Jungle Without Water
Sreedhevi Iyer
Gazebo Books: 2018
.
Under Your Wings
Tiffany Tsao
Viking: 2018
.
apple and knife (translated by Stephen J Epstein)
Intan Paramaditha
Brow Books: 2018
.
Sreedhevi Iyer’s collection of short stories, Jungle Without Water, starts and ends in Brisbane. In the opening story, an Indian student called Jogi has trouble completing an urgent task for his mother: “Will you do the Japji Sahib prayer with a Baba for your father? Your prayers always work. Since you were little.”

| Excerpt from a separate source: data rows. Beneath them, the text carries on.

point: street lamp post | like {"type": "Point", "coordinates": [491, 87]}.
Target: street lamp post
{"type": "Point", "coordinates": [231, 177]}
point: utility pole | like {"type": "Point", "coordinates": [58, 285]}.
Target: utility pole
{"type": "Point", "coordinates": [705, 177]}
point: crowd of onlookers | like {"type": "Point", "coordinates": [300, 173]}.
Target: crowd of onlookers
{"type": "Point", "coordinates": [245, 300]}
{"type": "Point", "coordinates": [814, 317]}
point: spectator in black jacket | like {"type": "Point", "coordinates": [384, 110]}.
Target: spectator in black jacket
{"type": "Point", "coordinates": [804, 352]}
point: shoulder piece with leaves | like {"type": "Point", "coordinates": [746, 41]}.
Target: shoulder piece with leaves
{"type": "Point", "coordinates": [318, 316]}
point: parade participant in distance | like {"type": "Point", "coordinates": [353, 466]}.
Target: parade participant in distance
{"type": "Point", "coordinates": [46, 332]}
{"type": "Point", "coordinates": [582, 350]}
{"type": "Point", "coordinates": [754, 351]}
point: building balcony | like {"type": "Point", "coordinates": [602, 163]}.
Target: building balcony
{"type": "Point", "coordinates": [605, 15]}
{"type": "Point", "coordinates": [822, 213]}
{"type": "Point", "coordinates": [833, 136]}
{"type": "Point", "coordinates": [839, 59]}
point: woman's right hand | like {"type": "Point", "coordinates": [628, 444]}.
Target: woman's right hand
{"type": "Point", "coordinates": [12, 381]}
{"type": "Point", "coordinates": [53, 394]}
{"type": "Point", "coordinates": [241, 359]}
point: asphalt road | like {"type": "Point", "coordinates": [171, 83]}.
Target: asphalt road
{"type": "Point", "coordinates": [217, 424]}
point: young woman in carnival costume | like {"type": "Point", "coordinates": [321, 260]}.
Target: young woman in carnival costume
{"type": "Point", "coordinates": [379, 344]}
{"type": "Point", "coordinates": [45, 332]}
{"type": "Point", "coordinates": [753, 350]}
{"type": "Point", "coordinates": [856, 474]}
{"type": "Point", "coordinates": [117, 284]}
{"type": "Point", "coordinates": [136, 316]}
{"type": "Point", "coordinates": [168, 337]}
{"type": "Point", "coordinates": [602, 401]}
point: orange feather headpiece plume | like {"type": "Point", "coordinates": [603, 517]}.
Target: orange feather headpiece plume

And in the book’s final story, an eight-year-old girl, Kavita, recounts a trip to Brisbane with her father, Ratnam. She scrutinises Ratnam’s nostalgia-tinged storytelling: “Pa talks, I listen. That’s how it has been since Ma left.” They stay in the suburb of Indooroopilly with Ratnam’s old university friend, Shekar, whom Ratnam persists in calling Double S, his old nickname. The visit is painfully awkward. Only after father and daughter contrive to leave early, to their host’s mild demurring but plain relief, does Ratnam explain to Kavita the meaning of the nickname Double S.
These two stories are Australian stories just as much as, say, a tale about a ballet-dancing kangaroo. They are about people moving through an unfamiliar city and enduring unfamiliar suburban habits. Iyer does not anchor either story in mainstream Australia — there’s no need — and white Australian characters appear only in the background. But the monolingual and monocultural predisposition of Australia sits heavily, like a day of high humidity.